Le sens de la puissance

      Pour asseoir ses intérêts nationaux, un Etat ou un groupe d'Etats va chercher à développer sa puissance. Arrêtons-nous un instant sur le sens de la puissance.

      Morgenthau, qui a développé le concept de réalisme politique pour donner un sens aux relations internationales, estime que la politique internationale, comme toute politique, est politique de puissance. Selon lui, « le contenu et la façon d'utiliser la puissance sont déterminés par l'environnement politique et culturel. La puissance peut inclure toute chose qui établit et maintient le contrôle de l'homme sur l'homme » 33 .

      Morgenthau estime que la puissance comprend ainsi l'ensemble des relations sociales qui convergent vers cet objectif, de la violence physique aux pressions psychologiques.
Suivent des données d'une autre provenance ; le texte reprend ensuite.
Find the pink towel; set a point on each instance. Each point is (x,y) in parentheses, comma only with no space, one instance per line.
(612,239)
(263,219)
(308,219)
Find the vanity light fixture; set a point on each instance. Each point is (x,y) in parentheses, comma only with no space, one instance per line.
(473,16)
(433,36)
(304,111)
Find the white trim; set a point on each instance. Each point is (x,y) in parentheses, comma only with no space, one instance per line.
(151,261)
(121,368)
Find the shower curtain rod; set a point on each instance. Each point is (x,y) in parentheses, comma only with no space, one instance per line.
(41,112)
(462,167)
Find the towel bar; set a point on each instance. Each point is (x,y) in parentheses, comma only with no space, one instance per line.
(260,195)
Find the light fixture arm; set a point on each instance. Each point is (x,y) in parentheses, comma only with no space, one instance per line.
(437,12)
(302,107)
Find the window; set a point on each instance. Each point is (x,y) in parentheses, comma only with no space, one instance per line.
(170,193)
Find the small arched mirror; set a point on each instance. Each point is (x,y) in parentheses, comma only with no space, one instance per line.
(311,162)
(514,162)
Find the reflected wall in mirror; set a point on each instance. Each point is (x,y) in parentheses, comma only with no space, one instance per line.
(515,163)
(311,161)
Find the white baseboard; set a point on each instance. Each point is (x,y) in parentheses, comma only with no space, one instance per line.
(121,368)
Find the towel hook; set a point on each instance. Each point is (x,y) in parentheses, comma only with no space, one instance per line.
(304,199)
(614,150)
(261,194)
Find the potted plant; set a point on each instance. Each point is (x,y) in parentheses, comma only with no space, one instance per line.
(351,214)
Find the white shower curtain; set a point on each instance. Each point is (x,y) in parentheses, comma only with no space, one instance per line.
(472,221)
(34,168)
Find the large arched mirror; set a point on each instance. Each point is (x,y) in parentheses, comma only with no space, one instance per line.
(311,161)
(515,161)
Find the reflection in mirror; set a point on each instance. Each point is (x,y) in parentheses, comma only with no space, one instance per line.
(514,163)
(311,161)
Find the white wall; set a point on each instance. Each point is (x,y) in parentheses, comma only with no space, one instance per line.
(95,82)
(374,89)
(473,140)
La puissance, en somme, est « la domination de l'homme par l'homme ».

      Selon Max Weber, la puissance correspond à la capacité d'un Etat ou d'un groupe d'Etat de contrôler les actions d'autres Etats, voire de les influencer. Autrement dit, c'est la capacité de l'acteur A (Etat ou groupe d'Etats) d'obtenir la soumission à sa volonté, ou la conformité à ses ordres, de l'acteur B (Etat ou groupe d'Etats).

      La notion de « superpuissance » renvoie précisément à l'idée d'influence d'un Etat sur un ou plusieurs autres Etats. Ce fut la cas lors de l'équilibre de la terreur entre Moscou et Washington au moment de la guerre froide, et c'est le cas aujourd'hui avec la présence d'une seule superpuissance, les Etats-Unis.

      De son côté, Raymond Aron définit la puissance comme « la capacité d'une unité politique d'imposer sa volonté aux autres unités, de faire, produire ou détruire. En bref, la puissance politique n'est pas un absolu, mais une relation humaine » 34 . Il y a donc, selon le philosophe français, une relation dialectique entre commandement et obéissance. Et la puissance sur la scène internationale diffère de la puissance sur la scène intérieure, parce qu'elle n'a pas la même envergure, n'utilise pas les mêmes moyens, et ne s'exerce pas sur le même terrain.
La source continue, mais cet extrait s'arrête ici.